After an excruciating two-year wait for the Commandant Verhoeven trilogy, I was overjoyed to know that the two remaining books were finally translated from French. They truly did not disappoint and consistently kept me at the edge of my seat that I did not even realize that I had devoured them in one sitting.
When taken as a whole, this three-part series – “Irene, Alex and Camille” in running order – by author Pierre Lemaitre string together as a coherent read. (Read here for my review of the second book “Alex”) Individually, they function equally effective as standalone detective stories.

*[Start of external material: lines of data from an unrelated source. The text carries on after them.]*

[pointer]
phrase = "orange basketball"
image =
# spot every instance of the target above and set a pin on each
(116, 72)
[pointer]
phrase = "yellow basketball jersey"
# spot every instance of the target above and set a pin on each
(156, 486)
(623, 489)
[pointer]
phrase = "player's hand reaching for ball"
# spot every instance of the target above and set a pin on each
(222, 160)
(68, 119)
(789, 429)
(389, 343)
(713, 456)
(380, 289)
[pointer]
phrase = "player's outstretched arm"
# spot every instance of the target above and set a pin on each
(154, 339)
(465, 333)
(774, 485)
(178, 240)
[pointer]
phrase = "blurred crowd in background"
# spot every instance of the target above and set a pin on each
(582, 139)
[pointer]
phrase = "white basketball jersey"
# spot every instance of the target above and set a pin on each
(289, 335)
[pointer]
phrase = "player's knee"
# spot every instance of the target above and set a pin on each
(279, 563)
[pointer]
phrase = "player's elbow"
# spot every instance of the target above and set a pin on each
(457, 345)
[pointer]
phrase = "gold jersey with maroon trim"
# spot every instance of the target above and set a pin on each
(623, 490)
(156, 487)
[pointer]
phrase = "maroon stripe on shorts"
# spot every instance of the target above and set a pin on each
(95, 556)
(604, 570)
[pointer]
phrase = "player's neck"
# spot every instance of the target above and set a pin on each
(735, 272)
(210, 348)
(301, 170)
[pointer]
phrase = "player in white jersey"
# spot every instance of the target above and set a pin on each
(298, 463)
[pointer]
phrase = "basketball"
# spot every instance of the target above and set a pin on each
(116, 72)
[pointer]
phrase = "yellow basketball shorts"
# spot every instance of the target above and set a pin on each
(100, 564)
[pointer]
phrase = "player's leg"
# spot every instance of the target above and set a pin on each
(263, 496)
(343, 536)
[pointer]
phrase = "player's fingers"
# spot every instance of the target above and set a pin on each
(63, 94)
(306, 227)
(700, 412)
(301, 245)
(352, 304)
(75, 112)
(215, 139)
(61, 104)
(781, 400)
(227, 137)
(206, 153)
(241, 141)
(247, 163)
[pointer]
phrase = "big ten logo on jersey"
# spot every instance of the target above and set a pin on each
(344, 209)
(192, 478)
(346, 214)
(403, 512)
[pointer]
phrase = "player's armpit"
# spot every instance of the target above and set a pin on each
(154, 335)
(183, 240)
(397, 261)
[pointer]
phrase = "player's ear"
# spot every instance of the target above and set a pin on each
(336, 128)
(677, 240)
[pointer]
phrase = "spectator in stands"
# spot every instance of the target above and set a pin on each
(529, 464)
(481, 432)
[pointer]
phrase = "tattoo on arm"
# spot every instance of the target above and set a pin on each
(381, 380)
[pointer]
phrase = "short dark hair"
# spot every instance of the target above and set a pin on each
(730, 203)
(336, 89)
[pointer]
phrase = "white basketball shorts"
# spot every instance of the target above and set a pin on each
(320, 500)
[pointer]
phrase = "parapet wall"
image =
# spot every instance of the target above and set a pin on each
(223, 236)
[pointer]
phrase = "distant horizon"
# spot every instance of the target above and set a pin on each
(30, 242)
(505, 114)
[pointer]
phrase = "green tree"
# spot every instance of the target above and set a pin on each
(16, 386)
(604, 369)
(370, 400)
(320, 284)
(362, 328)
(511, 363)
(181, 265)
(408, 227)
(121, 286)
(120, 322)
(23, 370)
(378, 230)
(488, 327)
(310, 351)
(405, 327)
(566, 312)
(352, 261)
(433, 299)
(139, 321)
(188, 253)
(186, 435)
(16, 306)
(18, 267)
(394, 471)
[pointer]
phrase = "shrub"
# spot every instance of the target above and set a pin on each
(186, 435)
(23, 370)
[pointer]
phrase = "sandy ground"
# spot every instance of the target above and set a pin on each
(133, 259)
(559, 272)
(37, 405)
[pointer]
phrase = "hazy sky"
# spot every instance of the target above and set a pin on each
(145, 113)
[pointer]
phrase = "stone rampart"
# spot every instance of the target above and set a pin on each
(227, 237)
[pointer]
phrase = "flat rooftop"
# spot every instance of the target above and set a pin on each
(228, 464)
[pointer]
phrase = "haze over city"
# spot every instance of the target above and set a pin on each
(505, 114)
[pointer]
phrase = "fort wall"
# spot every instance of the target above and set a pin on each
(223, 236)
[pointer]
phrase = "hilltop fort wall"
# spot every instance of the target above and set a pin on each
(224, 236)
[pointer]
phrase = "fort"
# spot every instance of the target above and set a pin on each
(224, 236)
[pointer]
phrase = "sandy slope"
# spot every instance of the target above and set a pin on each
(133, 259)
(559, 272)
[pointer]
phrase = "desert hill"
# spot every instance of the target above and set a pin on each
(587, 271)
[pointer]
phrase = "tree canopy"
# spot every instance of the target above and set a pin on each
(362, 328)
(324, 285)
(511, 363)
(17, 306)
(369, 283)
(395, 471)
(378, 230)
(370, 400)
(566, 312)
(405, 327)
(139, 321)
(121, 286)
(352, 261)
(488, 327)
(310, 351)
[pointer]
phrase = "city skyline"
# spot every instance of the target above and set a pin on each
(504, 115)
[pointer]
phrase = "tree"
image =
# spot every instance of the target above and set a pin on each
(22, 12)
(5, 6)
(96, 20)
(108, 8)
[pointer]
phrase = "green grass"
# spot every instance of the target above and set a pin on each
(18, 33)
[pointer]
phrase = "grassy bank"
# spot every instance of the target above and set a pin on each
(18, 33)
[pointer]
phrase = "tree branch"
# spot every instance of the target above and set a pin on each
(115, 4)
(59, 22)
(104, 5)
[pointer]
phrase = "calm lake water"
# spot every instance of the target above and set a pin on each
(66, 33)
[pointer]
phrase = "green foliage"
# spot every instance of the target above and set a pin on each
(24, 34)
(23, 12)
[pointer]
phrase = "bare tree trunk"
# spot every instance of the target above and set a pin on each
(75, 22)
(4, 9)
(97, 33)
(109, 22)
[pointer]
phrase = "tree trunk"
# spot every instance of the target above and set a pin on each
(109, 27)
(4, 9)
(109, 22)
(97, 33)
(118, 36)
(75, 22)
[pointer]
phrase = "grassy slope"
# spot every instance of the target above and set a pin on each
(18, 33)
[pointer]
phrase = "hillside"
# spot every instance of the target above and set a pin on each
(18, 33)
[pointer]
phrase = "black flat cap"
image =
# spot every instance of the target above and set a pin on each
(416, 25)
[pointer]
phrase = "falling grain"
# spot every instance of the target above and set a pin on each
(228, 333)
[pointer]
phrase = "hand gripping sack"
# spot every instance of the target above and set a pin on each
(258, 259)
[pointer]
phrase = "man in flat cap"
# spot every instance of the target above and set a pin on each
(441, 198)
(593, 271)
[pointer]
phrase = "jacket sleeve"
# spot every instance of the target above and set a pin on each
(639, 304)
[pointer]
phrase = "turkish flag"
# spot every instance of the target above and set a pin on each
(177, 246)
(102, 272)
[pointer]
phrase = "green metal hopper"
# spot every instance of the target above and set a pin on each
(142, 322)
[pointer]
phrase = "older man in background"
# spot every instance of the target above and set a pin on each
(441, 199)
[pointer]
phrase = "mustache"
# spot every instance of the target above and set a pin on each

In “Irene,” the author laid down most of the groundwork to set up his central protagonist Police Commandant Camille Verhoeven. The first case Verhoeven had to deal with was a succession of gruesome murders where the victims were brutally hacked up and methodologically arranged in an almost illogical manner. The pressure ratcheted up when the cases received public attention after the media caught wind of the cases and sensationalized them.
Behind his professional image, Verhoeven was also portrayed as a deeply devoted man to his then heavily pregnant wife Irene. And because of the nature of his job, he felt a deep sense of guilt for not spending enough time with her.
Her face had changed, and Camille felt a pang of dread because suddenly the distance between them seemed unbridgeable. Even as she watched the passers-by, her hands clasped over her stomach, Irene had retreated into her own little world, into the mystery of the life frowning within her, and Camille felt excluded…
On its own, “Irene” is a gripping thriller that would terrorize your mind and tear your heart apart at the same time. But if I were to nitpick, the writing style in “Irene” differs from the later two books. It was written only from Verhoeven’s point of view unlike the others that switched narration, rotating it among the detective, the criminal and the victim. This made “Irene’s” plot relatively flatter without the detailed psychological dissection of each character’s motives and emotions that made the series stand out for me.
As a befitting end to this series, the author brought back many old and familiar names into Camille that almost screams of déjà vu. But the woman in Verhoeven’s life has changed and more importantly, his character has evolved from a career-minded and determined commandant to become a jaded individual haunted by shadows from the past. The dark humor that lighted the tense mood in “Alex” was largely eliminated in Camille and replaced with guilt and impatience.
He [Camille] has been a complete idiot: he is behaving as though he has no faith in his colleagues, a dangerous thing for a man with precious little faith in himself… In this case he has allowed his intuition, usually his greatest asset, to turn to emotion, to recklessness, to blind anger.
I cannot recommend highly enough this series for anyone who loves noir crime, and it is also the main reason I have decided to make this my first review for the new year.